Reparenting Resources

  • Individual psychotherapy can help you learn to love and care for yourself. The adult you are now can learn how to “parent” the needy and neglected child that you carry within. Your therapist can provide you with an adult witness and can guide your growth, becoming for a time the “good parent” to your neglected child. As therapy winds down, the relationship will change to one that is adult to adult.
  • Group therapy can help you feel less alone in your problems and can help you develop empathy for others. You will get feedback about how others see you so that you can develop better social skills. By observing and interacting with other members of the group, you will get help in reversing old self-destructive patterns and support for establishing a healthier approach to life.
  • Couples therapy can help you and your partner learn how to meet your own and each other’s needs. Some adult survivors of neglect repeat their relationship with their parents by finding partners who neglect them. Others find people like themselves who are well-intentioned but who don’t know how to nurture. Healthy relationships are reciprocal. Each person has times when they give, times when they receive.
  • Parent education classes can help you learn the practical skills necessary to parent well so that you don’t repeat your parents’ mistakes. You may be horrified to find that you are repeating the kind of parenting your experienced, and hated, as a child. As much as you’ve promised yourself that you would do better; as much as you’ve worked to remember how much you resented being overlooked and mistreated, you are easily frustrated by your children and find yourself distancing from them.

    Parent support groups such as Parents Anonymous can provide you with important support and practical help. Parenting programs like STEP (Systematic Training for Effective Parenting), PET (Parent Effectiveness Training), Triple-P or Positive Parenting Program, or any of a plethora of other parent education systems can provide you with skills you didn’t have a chance to learn while growing up. Check to see if your kids’ school, your church, or a local mental health agency offers classes.

  • Find an older friend. No, I’m not suggesting you go looking for a new mother or father. But relationships with elders can have a parenting dimension. Think of the people you’ve met who are a generation older, who are happily partnered, and who seem to have positive, loving relationships with their adult children. Spend more time with them. Listen to their stories about their families. You’ll give yourself positive role models to counteract the one you had.
  • Spiritual practice or religion can give you the all-loving, accepting parent you never had. Whether you look to God, the goddess, a loving spirit guide, or nature, one of the most powerful ways to experience an alternative parent is by belief in a presence who loves unconditionally and who takes a personal interest in your welfare. By becoming a child of god, however you define it, you can finally find parental love.
  • Read. There are many books written by people who were parented badly and who determinedly made a better life. Their memoirs can serve as an inspiration and a guide. In another aisle of the bookstore are parenting books — lots of parenting books. Using more than one will overwhelm you and confuse your kids. Take an hour or two to browse. Find a philosophy and style that makes sense to you and buy just that one book. Read it and refer to it often. Use the techniques until they feel natural.
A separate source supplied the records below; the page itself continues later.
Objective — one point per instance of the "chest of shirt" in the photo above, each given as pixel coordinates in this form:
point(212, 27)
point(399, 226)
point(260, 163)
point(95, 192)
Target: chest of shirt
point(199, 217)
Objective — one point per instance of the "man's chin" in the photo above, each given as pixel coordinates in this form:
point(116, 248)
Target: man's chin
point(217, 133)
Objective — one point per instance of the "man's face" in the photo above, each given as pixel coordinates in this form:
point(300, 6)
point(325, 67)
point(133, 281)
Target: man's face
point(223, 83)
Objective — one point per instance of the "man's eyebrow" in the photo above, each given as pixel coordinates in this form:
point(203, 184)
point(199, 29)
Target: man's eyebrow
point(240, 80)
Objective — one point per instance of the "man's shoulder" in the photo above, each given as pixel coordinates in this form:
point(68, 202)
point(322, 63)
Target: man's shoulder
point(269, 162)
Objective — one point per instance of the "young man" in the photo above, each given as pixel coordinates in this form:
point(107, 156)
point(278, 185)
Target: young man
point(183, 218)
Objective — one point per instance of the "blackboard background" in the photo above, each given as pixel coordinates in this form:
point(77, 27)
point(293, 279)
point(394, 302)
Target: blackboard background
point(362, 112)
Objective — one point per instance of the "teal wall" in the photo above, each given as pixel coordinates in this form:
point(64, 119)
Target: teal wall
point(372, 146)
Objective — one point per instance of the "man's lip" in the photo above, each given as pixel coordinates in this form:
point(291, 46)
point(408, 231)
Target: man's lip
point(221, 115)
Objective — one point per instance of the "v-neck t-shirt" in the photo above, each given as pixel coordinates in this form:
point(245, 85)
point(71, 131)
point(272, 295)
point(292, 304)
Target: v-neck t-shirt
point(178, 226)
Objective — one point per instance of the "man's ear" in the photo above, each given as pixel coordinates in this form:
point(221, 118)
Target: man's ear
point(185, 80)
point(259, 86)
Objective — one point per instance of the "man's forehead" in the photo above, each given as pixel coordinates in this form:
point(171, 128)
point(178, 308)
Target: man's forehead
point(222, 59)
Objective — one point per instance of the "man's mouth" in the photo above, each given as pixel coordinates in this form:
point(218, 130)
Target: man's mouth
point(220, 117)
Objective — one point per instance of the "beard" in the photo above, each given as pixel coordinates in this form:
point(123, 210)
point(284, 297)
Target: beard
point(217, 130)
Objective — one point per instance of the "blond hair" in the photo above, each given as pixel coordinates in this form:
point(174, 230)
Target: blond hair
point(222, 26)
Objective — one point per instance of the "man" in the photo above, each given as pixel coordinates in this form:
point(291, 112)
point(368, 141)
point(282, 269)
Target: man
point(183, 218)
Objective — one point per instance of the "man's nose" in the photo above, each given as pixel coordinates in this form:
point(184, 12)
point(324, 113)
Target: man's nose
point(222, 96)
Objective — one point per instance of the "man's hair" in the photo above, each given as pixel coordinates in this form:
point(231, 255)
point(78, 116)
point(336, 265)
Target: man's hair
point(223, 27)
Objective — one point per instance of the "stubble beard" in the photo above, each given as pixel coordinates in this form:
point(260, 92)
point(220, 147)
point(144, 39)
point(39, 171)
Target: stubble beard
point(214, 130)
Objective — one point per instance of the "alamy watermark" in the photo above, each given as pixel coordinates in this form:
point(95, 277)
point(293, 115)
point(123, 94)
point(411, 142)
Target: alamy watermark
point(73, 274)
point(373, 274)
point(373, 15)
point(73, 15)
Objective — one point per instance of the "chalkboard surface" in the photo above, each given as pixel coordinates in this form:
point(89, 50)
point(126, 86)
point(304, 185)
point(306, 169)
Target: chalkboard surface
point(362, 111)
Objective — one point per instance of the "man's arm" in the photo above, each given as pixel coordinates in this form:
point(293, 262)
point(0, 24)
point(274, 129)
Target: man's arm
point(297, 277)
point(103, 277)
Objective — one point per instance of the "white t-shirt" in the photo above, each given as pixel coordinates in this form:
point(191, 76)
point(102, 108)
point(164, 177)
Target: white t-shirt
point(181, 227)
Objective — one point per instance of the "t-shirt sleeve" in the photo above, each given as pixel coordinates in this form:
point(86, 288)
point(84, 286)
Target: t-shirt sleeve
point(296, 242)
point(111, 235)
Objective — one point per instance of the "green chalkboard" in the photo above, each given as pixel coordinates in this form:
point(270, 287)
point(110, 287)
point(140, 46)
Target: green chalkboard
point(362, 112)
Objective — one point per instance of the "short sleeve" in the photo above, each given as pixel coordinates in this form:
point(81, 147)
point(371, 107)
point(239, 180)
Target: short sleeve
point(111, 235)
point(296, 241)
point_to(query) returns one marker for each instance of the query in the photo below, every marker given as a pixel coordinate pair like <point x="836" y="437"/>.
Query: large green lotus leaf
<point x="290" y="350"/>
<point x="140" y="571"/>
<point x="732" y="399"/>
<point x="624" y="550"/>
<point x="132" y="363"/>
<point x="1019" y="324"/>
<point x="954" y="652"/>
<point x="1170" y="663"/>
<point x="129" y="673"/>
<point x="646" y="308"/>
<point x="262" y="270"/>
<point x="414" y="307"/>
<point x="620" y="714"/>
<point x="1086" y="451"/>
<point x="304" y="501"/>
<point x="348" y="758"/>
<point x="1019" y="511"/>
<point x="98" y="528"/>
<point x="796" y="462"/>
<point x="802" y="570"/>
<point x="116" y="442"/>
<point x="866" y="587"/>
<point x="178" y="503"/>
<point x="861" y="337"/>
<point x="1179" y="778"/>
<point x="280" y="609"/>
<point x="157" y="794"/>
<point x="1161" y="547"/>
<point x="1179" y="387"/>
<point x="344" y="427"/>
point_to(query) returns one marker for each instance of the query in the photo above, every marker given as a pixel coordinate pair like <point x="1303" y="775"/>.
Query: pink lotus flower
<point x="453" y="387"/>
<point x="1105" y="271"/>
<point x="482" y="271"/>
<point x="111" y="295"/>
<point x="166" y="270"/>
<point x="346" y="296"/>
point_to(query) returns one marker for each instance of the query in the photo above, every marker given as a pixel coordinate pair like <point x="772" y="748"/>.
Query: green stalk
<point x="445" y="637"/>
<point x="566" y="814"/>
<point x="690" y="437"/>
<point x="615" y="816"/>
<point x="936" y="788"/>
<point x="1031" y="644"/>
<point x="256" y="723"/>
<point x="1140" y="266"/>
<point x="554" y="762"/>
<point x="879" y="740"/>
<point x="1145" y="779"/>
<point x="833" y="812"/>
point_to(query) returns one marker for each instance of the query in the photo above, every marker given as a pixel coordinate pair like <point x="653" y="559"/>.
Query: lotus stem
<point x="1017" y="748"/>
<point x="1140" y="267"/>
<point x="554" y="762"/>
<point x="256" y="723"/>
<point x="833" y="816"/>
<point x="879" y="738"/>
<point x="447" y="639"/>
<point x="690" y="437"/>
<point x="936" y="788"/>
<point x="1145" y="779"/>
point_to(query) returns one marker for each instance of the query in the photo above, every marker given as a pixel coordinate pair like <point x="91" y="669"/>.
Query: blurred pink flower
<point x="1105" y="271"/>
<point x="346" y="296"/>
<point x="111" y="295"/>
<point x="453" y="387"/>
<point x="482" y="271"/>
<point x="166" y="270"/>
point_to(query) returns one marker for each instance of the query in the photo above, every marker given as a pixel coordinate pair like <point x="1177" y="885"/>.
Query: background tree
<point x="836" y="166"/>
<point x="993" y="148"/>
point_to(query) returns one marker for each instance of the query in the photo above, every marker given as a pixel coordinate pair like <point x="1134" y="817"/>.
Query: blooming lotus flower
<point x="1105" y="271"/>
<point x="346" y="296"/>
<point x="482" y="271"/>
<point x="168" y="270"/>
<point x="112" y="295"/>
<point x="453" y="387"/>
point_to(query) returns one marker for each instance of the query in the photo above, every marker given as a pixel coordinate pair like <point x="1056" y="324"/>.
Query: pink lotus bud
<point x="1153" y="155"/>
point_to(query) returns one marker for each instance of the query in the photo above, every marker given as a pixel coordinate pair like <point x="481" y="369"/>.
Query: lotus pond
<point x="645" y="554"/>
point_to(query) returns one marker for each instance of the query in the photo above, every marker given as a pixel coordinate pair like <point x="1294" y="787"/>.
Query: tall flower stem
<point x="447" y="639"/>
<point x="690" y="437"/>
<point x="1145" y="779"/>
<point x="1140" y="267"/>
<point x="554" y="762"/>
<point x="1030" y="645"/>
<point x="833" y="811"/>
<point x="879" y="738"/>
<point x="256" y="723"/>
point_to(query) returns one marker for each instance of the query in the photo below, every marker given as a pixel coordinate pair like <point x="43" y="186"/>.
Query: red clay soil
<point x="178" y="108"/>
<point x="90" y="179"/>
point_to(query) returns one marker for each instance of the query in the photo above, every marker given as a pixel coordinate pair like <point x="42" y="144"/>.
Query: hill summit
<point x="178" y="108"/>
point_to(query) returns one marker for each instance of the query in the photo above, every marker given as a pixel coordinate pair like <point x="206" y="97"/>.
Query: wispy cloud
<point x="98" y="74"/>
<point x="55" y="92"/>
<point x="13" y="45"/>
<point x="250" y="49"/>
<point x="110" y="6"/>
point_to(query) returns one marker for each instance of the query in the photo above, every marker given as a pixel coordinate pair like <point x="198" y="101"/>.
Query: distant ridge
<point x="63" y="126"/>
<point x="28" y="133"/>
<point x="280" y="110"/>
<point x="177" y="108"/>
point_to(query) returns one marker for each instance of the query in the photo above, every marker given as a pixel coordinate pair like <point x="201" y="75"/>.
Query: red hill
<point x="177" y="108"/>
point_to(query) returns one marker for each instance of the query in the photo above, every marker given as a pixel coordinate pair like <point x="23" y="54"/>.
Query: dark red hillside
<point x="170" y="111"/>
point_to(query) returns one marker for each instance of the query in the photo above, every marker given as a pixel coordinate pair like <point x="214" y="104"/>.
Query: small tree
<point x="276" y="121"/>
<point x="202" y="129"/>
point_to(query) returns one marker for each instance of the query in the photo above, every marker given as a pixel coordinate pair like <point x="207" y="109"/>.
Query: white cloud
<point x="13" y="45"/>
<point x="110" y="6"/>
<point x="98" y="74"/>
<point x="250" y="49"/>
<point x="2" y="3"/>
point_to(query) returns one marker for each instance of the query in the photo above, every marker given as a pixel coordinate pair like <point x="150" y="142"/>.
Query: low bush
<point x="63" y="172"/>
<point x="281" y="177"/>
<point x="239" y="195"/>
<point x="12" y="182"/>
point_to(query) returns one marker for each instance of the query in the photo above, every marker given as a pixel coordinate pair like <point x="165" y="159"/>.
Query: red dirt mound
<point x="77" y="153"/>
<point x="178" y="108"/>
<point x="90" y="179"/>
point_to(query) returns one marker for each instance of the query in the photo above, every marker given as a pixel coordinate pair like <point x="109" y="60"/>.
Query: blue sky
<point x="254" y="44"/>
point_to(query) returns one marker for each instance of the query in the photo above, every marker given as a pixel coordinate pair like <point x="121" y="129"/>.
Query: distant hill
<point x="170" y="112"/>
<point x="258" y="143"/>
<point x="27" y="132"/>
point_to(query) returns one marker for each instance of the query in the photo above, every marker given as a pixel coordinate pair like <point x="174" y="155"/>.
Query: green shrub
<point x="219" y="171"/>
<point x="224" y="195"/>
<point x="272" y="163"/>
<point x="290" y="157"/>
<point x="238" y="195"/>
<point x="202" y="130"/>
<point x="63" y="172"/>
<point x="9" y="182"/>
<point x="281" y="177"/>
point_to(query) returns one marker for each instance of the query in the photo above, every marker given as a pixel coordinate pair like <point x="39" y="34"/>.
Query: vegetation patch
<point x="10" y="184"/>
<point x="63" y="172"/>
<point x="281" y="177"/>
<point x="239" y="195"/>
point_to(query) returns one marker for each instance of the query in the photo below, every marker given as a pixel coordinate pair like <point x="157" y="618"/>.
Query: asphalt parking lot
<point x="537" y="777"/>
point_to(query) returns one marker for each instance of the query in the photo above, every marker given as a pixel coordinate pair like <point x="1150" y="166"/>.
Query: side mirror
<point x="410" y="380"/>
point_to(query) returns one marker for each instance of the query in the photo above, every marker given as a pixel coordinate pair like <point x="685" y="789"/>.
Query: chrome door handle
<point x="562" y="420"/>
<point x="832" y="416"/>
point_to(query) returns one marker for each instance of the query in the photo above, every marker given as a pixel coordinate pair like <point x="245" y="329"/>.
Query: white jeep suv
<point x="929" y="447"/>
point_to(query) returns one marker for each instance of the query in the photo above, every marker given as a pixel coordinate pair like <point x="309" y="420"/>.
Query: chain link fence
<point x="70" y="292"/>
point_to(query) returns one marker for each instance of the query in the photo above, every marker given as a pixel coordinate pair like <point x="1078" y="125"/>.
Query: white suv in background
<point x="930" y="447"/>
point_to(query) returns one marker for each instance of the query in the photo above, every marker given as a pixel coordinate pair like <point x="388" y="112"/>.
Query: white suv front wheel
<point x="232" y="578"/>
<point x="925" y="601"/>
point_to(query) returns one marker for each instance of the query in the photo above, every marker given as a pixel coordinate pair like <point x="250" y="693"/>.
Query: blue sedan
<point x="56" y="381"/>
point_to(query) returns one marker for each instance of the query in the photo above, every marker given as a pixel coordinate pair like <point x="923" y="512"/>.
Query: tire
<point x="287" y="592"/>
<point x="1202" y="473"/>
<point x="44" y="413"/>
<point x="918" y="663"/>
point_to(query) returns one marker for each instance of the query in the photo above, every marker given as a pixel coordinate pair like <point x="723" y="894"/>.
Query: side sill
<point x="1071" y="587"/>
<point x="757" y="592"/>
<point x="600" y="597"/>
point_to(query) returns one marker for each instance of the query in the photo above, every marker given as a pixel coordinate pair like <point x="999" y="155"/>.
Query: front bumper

Sticking to your plan will be difficult. There will be times you will want to add yourself to the list of people who haven’t come through for you. The key to success is to give yourself lots of second chances. A slip-up isn’t failure. It is only another opportunity to reaffirm your own worth by getting back on the program. Do give yourself lots of credit for every time you manage to do things just a bit differently. With practice, taking care of yourself and the people you love will become second nature. Stay with it. You’re worth it.